[ptsefton.com] | [CV & Bio]

Jon Udell needs a place to put stuff

2004-04-28

Over the last year or so Jon Udell has published code fragments to do a number of useful search-related things. In May last year there was an email search system that grabbed stuff from Outlook and full-text indexed it with Lucene. This year there have been two generations (one, two) of an RSS feed storage system that normalises all feeds to into XHTML, then keeps them in Berkeley DB XML so you can query them using XPath.

Now he's talking about a proxy on your computer to save all the web pages you look at, which would let you search them with XPath, (And "Local proxies are geeky curiosities today, but someday we'll wonder how we lived without them.")

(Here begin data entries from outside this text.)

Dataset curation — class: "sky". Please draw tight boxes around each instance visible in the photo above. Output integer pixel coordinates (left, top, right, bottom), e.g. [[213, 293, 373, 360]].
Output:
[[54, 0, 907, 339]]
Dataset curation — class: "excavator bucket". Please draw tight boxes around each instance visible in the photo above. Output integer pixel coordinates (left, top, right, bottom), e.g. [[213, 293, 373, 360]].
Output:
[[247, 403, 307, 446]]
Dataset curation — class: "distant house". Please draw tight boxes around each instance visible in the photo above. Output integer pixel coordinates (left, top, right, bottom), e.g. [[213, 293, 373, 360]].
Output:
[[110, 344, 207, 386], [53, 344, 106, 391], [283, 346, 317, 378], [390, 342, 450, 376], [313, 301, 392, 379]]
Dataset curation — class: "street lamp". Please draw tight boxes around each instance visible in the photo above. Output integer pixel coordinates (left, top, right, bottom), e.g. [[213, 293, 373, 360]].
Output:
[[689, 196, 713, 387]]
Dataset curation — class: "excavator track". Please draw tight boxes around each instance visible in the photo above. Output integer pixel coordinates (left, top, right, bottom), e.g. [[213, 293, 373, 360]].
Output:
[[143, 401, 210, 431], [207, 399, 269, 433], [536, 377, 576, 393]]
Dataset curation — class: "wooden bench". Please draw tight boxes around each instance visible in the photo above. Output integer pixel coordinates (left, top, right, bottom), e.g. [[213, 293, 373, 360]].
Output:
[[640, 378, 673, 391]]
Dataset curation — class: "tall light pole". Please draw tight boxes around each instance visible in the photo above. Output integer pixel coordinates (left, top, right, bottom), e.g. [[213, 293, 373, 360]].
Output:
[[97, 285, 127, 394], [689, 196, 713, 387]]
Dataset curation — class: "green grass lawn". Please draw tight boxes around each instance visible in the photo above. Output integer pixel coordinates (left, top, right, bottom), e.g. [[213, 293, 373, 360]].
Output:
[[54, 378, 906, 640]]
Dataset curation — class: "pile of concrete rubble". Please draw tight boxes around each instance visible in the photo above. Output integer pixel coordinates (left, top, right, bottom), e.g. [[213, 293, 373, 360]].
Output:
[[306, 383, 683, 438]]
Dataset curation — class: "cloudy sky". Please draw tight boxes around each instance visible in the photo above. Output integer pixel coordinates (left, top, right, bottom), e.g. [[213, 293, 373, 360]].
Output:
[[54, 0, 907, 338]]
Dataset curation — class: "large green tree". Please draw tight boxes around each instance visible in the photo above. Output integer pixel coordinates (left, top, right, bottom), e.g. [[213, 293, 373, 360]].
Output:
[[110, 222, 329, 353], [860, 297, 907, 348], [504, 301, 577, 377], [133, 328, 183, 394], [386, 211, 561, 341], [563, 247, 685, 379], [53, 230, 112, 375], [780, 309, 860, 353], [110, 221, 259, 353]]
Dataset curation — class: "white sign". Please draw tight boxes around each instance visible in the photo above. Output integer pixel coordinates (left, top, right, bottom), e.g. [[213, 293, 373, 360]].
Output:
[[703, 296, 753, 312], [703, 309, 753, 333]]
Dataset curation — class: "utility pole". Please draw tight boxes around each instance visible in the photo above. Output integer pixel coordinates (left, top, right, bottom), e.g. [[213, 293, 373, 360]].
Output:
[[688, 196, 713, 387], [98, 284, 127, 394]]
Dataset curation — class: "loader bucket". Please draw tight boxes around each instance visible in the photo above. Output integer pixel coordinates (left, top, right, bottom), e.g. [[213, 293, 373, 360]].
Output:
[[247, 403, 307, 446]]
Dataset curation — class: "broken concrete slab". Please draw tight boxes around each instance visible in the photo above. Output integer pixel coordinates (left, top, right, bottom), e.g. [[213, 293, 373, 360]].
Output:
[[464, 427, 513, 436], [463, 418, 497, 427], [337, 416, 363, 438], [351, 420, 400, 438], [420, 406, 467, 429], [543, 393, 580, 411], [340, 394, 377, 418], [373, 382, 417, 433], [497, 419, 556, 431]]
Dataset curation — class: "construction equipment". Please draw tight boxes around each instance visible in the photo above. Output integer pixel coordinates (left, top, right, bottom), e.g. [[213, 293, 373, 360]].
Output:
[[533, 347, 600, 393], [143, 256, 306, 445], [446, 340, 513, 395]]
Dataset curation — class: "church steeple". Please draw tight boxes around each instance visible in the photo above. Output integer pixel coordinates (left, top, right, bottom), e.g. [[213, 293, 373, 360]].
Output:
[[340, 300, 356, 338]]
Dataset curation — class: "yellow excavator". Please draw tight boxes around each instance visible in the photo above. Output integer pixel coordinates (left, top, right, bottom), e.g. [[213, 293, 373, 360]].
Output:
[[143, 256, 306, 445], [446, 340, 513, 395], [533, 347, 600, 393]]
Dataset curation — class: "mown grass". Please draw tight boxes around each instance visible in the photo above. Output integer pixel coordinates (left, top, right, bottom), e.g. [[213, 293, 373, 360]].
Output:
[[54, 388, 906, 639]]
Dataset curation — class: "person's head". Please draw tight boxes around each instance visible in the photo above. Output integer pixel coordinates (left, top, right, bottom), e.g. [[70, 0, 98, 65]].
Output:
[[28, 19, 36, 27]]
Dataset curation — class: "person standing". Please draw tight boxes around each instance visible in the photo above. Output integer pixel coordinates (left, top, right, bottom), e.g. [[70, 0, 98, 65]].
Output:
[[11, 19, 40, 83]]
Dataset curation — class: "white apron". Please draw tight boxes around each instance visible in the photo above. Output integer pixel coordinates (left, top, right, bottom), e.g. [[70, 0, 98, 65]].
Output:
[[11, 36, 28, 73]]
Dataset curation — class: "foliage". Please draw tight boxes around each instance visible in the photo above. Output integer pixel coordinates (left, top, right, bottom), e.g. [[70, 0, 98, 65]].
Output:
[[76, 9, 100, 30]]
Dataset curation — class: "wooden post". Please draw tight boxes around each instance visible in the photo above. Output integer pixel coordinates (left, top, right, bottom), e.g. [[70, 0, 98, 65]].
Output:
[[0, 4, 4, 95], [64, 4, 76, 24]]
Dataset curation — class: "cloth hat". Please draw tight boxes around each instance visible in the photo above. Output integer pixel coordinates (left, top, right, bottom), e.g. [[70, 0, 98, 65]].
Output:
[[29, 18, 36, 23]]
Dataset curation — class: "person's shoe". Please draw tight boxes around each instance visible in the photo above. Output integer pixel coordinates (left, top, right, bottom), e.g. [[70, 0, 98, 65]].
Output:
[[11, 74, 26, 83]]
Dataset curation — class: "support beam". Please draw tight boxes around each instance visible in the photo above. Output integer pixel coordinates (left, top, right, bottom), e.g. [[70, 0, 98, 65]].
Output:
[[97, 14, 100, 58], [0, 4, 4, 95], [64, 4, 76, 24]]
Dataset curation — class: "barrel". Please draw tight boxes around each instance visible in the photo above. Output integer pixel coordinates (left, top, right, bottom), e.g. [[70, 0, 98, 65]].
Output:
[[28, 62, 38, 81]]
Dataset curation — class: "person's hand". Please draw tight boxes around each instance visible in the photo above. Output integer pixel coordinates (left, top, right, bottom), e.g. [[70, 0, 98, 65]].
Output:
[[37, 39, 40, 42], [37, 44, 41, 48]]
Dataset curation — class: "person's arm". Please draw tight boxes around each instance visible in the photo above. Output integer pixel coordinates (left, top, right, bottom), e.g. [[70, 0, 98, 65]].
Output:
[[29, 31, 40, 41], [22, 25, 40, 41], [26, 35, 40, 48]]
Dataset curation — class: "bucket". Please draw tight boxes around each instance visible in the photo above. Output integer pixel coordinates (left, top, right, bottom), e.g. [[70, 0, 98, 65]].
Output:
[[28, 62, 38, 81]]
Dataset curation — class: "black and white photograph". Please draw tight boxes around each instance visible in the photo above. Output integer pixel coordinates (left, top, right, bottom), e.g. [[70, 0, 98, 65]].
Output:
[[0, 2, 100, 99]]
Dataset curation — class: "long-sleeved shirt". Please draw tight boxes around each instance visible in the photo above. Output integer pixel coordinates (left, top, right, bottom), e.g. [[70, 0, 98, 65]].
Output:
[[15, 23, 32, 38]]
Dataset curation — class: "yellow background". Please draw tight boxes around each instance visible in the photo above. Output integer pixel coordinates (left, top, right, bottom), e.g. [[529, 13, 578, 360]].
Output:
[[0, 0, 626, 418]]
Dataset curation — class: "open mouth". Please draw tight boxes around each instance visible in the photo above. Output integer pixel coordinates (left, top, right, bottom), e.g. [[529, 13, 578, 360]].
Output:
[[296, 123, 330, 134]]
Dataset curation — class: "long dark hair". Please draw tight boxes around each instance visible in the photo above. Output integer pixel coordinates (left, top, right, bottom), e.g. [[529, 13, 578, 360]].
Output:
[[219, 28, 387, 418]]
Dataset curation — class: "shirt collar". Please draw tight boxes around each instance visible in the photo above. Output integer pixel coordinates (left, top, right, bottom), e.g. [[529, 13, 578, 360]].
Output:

Imagine if we could combine all of these bits of sample code into a single program, ready to act as the cache for your web proxy and provide an indexed view of your own stuff. Whether you are dealing with an RSS feed, an email, a web page you have visited, a word processing document that's in development, a playlist, or whatever, there is always a normalised XHTML rendition available, and you can do XPath and full text queries across all of it.

More importantly though, your computer could use XPath to find relationships between things that didn't know about each other until they got to your computer.

Normalization into Xhtml would mean that anything that has a 'To' or a 'From'or a 'Date' field can be searched in a simple way. This will find all the html for all the items you got from my work address:

/html[head/meta[@name='From' and @content='peter.sefton@nexted.com']]]

Or maybe you would just like to collect head elements and make a summary.

/html/head[meta[@name='From' and @content='peter.sefton@nexted.com']]

I call my version of this lightweight repository, which Jon Udell has been hinting at for ages, the 'Fragletorium' - which I assert is Latin for a place to keep your fraglets — I did study Latin for one term in 1977 at school. And my classmates used to assert that it would be of no use. How wrong they were.

At this stage the Fragletorium is somewhat of an imaginary friend. Do you believe in it?